Crash consistent is good enough and if you are syncing with vcenter you will not scale well and are exposing your environment to more risk for little reward. If crash consistent isn't good enough for your application then you shouldn't be relying on storage snapshots for data protection.

vladv106
Advisor

Re: Which vmdk after volume restore

I appreciate your opinion but I do not agree.

Of course we have a separate backup solution (Veeam) which we use for replication, off-site replication, backup, off-site backup, etc. But Veeam-ing is a bit more disruptive and takes more time than a simple storage snapshot which has the added benefit of quickly creating an app-consistent restore point. Because of no Veeam integration with storage snapshots (in case of Nimble) we usually schedule replication once every 2-3 hours. Now, with Nimble, we have seen the opportunity of reducing the RPO to 30 mins with minimum impact on production VMs (rarely we see a ping drop when quiescing). This also reduces RPO when recovering large SQL dbs.

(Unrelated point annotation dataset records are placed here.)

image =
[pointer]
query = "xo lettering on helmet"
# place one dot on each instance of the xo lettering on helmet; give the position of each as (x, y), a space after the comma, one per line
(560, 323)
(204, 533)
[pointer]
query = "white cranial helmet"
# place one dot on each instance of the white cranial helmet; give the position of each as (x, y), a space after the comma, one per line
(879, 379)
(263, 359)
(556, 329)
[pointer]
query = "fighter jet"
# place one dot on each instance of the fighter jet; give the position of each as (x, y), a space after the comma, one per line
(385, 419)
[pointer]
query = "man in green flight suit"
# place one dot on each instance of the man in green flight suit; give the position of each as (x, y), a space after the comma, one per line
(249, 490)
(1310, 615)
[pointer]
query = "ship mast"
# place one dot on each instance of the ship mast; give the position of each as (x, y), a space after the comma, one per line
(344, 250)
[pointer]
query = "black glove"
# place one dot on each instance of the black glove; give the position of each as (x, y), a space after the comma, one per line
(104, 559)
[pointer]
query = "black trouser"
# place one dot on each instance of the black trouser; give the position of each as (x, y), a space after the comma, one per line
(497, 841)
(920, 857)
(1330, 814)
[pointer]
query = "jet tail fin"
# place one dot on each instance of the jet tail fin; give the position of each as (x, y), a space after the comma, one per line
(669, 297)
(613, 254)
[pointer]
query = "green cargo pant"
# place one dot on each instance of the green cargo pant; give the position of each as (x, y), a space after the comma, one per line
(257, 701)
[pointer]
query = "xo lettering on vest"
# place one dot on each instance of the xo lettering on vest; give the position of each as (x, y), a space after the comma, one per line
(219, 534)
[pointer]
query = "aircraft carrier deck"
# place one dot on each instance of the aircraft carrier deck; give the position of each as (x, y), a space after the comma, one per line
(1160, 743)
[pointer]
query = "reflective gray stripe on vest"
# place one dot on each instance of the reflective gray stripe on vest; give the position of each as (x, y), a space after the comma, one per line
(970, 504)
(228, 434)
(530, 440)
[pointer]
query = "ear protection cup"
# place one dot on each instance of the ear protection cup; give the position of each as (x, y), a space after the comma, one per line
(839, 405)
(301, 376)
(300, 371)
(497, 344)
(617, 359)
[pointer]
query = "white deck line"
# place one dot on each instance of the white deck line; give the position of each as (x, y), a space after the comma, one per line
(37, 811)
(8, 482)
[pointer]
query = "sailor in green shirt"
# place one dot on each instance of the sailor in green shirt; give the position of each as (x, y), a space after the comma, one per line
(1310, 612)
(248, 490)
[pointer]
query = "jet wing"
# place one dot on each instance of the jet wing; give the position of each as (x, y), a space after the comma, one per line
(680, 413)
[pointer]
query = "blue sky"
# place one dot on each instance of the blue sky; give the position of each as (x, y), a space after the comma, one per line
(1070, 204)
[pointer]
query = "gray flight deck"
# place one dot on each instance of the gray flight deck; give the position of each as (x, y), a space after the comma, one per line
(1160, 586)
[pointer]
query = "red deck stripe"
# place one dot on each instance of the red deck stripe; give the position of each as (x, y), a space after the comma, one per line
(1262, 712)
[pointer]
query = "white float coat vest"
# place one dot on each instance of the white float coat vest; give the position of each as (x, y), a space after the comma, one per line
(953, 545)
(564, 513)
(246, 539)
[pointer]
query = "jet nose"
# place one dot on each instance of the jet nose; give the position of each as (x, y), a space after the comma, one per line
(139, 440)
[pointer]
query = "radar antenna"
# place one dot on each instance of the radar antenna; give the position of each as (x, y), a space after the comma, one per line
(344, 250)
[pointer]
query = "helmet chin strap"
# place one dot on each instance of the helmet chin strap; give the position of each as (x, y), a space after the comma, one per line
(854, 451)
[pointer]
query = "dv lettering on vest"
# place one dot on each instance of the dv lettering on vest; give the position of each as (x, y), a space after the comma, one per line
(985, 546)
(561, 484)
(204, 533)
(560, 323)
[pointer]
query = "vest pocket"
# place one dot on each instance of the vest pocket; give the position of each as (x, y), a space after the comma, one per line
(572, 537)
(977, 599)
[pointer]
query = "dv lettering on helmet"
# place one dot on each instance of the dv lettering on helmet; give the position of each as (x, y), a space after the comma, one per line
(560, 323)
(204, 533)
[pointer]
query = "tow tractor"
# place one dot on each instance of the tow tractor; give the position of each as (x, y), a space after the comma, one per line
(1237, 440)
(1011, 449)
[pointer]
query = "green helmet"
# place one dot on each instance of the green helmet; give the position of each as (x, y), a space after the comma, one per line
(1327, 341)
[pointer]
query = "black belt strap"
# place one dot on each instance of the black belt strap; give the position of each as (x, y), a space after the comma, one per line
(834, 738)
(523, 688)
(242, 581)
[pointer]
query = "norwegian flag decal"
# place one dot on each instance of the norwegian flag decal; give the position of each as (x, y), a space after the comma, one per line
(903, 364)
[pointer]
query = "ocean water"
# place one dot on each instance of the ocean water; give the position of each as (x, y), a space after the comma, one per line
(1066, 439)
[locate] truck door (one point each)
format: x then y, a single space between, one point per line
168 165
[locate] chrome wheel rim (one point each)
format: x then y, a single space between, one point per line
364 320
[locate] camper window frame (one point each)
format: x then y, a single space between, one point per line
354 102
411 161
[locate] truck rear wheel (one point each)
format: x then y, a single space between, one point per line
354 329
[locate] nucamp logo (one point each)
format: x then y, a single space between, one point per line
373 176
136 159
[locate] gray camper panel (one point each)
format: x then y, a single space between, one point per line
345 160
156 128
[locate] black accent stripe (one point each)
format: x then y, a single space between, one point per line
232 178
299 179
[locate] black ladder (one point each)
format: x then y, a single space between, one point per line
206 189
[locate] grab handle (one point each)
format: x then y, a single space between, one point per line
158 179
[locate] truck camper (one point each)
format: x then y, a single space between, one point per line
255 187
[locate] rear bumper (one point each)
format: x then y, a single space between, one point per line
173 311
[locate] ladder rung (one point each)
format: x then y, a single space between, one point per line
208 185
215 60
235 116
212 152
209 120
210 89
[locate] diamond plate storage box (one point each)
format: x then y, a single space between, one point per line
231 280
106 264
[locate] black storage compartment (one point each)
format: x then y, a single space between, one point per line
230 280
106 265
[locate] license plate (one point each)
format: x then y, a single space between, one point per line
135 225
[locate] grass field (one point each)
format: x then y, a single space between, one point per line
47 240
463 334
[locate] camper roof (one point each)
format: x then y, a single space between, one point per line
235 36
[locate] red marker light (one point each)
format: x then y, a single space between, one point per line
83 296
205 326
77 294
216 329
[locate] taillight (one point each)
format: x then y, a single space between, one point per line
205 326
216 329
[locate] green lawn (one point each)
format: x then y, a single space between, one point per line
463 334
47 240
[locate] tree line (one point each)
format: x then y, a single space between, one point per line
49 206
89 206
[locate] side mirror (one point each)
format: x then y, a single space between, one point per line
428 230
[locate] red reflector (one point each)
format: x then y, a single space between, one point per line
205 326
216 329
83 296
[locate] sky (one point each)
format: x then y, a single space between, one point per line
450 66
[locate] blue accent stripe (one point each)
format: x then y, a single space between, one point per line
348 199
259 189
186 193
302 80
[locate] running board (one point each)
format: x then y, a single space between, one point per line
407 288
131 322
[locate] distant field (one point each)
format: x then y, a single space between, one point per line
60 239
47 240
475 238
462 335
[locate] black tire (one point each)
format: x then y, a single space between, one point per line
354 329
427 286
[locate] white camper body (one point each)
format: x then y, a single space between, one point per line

Up until now we did not see the risk you mentioned as Nimble simply triggers a vmware procedure which should be stable enough to succeed every time. After that snasphot you can return to it and decide to go crash consistent route (just by powering on the respective vm or mounting the running vmdk) or go the app consistent route by selecting the proper vmdk. In the past, we had situations when exchange 2010 would not mount a DB that was restored from a simple vmware snapshot. To be able to mount it we lost time with checking and redo-ing logs, thus defeating every procedure and equipment we had in place for these kind of situations.

Lastly, I usually design our infrastructure or internal procedures based on what tools I have available on site or are available for purchase. I do not decide on a target objective or design and purchase around it. So going with Nimble, which heavily markets vmware integration and backup/restore abilities of their storage, opened up these options. Now I am looking for proper ways to put them to work and decide on internal procedures for different scenarios.